Perjalanan Pers Aceh
tidak terlepas dari kehadiran negara Republik Indonesia, diawali oleh
Eksistensi Radio Rimba Raya yang diudarakan oleh Divisi 10 TKR dari markas mereka di Bireuen.
Radio Rimba Raya mengawali
kehadiran Pers di Aceh sebagai Pers perjuangan, yang menyiarkan pertempuran
antara TKR Aceh melawan Belanda di Medan Area pada masa agresi Belanda , dibawah pimpinan Panglima
Divisi 10 Manyor Jenderal Teuku Husen
Yusuf bersama istrinya Umi Salamah. Radio Rimba Raya memberi semangat perjuangan
kepada para tentara dan rakyat yang bertempur mengusir Belanda.
Husen Yusuf adalah seorang
Jurnalis yang sebelum kemerdekaan bekerja pada sebuah media asing. Setelah TKR
Aceh terbentuk, dia diangkat menjadi Wakil Komandan II TKR Aceh. Jabatan itu
kemudian berubah seusai Revolusi Cumbok, Husen Yusuf Menjadi Panglima Divisi 10
bersamaan dengan Tgk.Muhammad Daoed Beureueh Menjadi Gubernur Militer Aceh,
Langkat dan Tanah Karo.
Setelah Pensiun dari Militer,
Husen Yusuf mendirikan sebuah media cetak bernama Atjeh Post, media itu masih bertahan hingga era awal tahun
2000 yang dikelola oleh putranya Teuku Muhammad Ghazie.
Pers Aceh kemudian meninggalkan era Perjuangan dengan
kehadiran media cetak baru seperti Peristiwa, Taufan, Duta dan berbagai media
lainnya yang hadir mewarnai kehidupan Pers silih berganti.
Pada Era tahun 1980-an dimulai kehadiran Pers yang terkontrol, dengan kehadiran organisasi wartawan bernama
PWI, Ketua pertamanya adalah Drs Dahlan Sulaiman. Dialah yang mendirikan
kehadiran PWI di Aceh, selanjutnya PWI dipimpin oleh Tia Husphia, Samsul Kahar
memimpin PWI selama tiga periode.
Pada Era Samsul Kahar sebagai
Ketua PWI, anggota PWI Aceh hanya ada 12 orang. Selama dua periode kepemimpinan
awal Samsul 12 orang anggota itu tetap bertahan, yang berubah hanya posisi
orangnya, biasanya Ketua LKBN Antara Aceh yang berubah karena terjadi
pergantian pimpinan di Aceh.
Perubahan dari 12 orang itu baru
terjadi setelah tahun 1989 dengan kehadiran media cetak Serambi Indonesia. Masuknya wartawan-wartawan Serambi ke dalam
Organisasi PWI memberi nuansa baru perubahan Pers di Aceh.

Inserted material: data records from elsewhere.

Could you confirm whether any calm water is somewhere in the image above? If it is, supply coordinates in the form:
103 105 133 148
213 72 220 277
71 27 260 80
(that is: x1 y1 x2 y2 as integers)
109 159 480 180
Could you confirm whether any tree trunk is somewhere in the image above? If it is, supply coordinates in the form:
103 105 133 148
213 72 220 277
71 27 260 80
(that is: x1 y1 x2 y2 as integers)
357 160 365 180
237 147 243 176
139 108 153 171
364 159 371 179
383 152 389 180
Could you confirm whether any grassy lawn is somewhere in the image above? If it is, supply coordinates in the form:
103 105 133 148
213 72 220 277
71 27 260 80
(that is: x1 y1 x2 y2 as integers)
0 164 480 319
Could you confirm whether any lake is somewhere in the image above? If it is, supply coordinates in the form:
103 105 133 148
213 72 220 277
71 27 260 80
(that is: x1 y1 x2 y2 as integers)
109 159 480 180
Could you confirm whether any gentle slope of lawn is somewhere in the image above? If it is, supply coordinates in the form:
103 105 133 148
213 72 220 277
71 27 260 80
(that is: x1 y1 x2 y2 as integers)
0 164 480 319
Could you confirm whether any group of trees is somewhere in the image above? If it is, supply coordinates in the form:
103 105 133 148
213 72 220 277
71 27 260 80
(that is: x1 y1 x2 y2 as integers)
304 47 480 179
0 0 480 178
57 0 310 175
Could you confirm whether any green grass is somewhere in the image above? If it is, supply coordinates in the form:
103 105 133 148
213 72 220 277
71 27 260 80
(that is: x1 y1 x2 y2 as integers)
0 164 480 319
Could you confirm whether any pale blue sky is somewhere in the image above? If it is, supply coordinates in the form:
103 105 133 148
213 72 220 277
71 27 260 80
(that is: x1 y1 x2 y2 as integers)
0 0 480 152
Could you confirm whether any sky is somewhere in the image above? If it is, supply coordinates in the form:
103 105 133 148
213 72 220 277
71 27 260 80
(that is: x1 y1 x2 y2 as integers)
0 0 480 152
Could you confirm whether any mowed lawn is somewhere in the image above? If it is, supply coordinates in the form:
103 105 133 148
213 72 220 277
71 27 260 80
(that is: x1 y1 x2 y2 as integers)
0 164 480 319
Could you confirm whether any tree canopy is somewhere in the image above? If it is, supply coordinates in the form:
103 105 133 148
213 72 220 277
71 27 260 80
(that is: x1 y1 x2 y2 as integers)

Setelah Samsul Kahar digantikan
oleh Adnan NS sebagai Ketua PWI, barulah PWI mengalami banyak perubahan. Adnan
memasukkan banyak wartawan menjadi anggota PWI, organisasi itu kemudian menjadi
gemuk dan terlihat lebih demokratis.
Era Adnan berlalu dengan
kepemimpinan Drs A Dahlan TH, Tarmilin Usman hingga Nasir Nurdin yang kembali
memberi warna Pers yang baru. Ketiga Pemimpin PWI terakhir tidak lain adalah wartawan-wartawan yang dididik oleh Samsul Kahar di organisassi PWI dan
Media Serambi Indonesia.
Datangnya Era Digital memberi
perubahan yang sangat signifikan pada kehidupan insan pers. Hadirnya
media-media berbasis online, dibarengi kemunculan organisasi Media baru dan Organisasi Wartawan baru, membuat
pertumbuhan wartawan cukup banyak di Aceh. Diperkirakan saat ini sudah ada
sekitar 400 Media di Aceh, baik cetak maupun Cyber Media.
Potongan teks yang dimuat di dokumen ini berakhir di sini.